Regression test selection reduces the cost of regression testing by executing only those tests affected by a code change. Despite extensive study of RTS in statically typed languages, achieving effective and safe RTS in Python is challenging. Python's dynamic typing makes precise call-graph construction difficult, which can cause call-graph-based RTS to miss affected tests. Python's eager importing mechanism, in contrast, renders file-level dependency analysis overly conservative. This paper presents NameRTS, the first Python RTS approach based on fine-grained dependency analysis. NameRTS models a Python program as a bipartite graph of code element nodes and name nodes, with edges capturing definitions and references. RTS is formulated as a reachability problem on this graph: a test is selected if any modified code element is reachable from the names used in that test. This design avoids call-graph construction, enabling a conservative analysis amenable to safety. To control dependency cascades introduced by coarse name matching, NameRTS applies two pruning strategies that leverage prior test executions and context information to refine name matching. To evaluate NameRTS, we construct the first Python RTS dataset with a ground truth indicating which test files are affected by each commit. We compare NameRTS with the best-performing baseline, BabelRTS, an RTS technique based on coarse file-level dependencies. On this benchmark, NameRTS skips 69.90% of test files on average, outperforming BabelRTS by 146.5%. It also reduces end-to-end testing time by 45.59%, yielding a 107.7% improvement over BabelRTS. In terms of safety, NameRTS selects all affected tests for 99.6% of commits, with only rare misses in exceptional cases. In contrast, BabelRTS is safe for 76.6% of commits. These results demonstrate the effectiveness of NameRTS, paving the way for more efficient regression testing in Python.

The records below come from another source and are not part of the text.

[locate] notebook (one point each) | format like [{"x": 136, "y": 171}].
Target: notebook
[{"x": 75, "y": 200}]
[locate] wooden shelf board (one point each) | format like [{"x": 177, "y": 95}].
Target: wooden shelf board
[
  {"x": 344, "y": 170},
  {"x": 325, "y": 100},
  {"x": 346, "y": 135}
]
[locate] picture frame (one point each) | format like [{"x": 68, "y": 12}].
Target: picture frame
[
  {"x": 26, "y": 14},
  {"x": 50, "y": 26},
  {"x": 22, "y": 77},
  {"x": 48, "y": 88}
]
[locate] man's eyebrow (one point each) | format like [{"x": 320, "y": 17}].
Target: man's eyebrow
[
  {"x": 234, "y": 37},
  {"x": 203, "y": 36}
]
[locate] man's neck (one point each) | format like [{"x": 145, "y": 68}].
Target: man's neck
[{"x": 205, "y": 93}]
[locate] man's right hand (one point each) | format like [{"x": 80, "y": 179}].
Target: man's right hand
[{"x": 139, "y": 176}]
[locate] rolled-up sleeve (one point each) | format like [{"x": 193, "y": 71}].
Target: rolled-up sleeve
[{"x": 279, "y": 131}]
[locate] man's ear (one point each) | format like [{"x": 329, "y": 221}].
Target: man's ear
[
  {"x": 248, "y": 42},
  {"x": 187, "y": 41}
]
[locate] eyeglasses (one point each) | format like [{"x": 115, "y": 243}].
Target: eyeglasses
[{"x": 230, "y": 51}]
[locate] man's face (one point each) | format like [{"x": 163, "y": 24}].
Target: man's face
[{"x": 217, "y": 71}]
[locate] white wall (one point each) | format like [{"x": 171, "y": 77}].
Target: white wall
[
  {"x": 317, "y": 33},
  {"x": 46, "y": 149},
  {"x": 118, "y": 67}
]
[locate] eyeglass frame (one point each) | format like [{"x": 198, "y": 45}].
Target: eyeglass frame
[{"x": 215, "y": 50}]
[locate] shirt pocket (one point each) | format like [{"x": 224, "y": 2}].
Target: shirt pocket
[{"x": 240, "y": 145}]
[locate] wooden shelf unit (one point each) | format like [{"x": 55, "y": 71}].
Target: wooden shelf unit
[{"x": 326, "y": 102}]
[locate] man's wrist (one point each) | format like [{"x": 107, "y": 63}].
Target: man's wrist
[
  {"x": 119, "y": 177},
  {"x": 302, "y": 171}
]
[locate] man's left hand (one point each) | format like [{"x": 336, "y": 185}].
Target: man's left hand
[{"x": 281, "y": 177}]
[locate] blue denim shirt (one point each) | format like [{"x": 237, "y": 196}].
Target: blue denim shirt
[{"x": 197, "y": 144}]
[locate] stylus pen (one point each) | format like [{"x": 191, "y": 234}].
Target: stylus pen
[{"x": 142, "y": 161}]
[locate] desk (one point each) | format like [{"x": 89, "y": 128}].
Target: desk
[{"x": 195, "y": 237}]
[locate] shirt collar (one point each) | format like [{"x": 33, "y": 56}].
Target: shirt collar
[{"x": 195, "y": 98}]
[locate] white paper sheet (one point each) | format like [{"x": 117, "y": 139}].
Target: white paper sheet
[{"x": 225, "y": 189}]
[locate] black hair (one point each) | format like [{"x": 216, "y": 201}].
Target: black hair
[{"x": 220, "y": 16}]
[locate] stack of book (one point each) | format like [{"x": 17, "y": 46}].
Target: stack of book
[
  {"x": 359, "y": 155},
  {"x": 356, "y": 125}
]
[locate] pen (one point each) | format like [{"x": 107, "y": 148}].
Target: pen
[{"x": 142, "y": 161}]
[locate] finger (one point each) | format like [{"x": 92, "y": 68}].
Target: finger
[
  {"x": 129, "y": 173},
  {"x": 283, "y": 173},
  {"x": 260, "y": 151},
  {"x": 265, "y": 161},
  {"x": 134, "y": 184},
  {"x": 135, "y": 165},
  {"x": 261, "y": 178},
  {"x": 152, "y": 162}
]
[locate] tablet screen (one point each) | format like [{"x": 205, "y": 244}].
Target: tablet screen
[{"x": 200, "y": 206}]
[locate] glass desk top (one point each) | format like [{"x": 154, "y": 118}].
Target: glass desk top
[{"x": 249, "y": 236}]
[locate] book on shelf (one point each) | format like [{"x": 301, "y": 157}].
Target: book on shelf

翻译：回归测试选择通过仅执行受代码变更影响的测试，降低回归测试成本。尽管静态类型语言中RTS已被广泛研究，但在Python中实现高效且安全的RTS仍具挑战性。Python的动态类型特性导致精确调用图构建困难，这使得基于调用图的RTS可能遗漏受影响的测试。相反，Python的急切导入机制使得基于文件级的依赖分析过于保守。本文提出NameRTS——首个基于细粒度依赖分析的Python RTS方法。NameRTS将Python程序建模为代码元素节点与名称节点构成的二分图，边捕获定义与引用关系。RTS被形式化为该图上的可达性问题：若测试中使用的名称能到达任何被修改的代码元素，则选择该测试。该设计避免了调用图构建，从而通过保守分析保障安全性。为控制粗粒度名称匹配引发的依赖级联效应，NameRTS应用两种剪枝策略，利用历史测试执行信息与上下文信息优化名称匹配。为评估NameRTS，我们构建了首个包含每个提交影响哪些测试文件真实标注的Python RTS数据集。我们将NameRTS与基于粗粒度文件级依赖的RTS技术BabelRTS（当前最优基线）进行对比。在该基准测试中，NameRTS平均跳过69.90%的测试文件，性能超过BabelRTS达146.5%；端到端测试时间减少45.59%，较BabelRTS提升107.7%。安全性方面，NameRTS对99.6%的提交选出了所有受影响的测试，仅在极端情况下出现罕见遗漏，而BabelRTS对76.6%的提交保持安全。这些结果证明了NameRTS的有效性，为Python更高效的回归测试铺平了道路。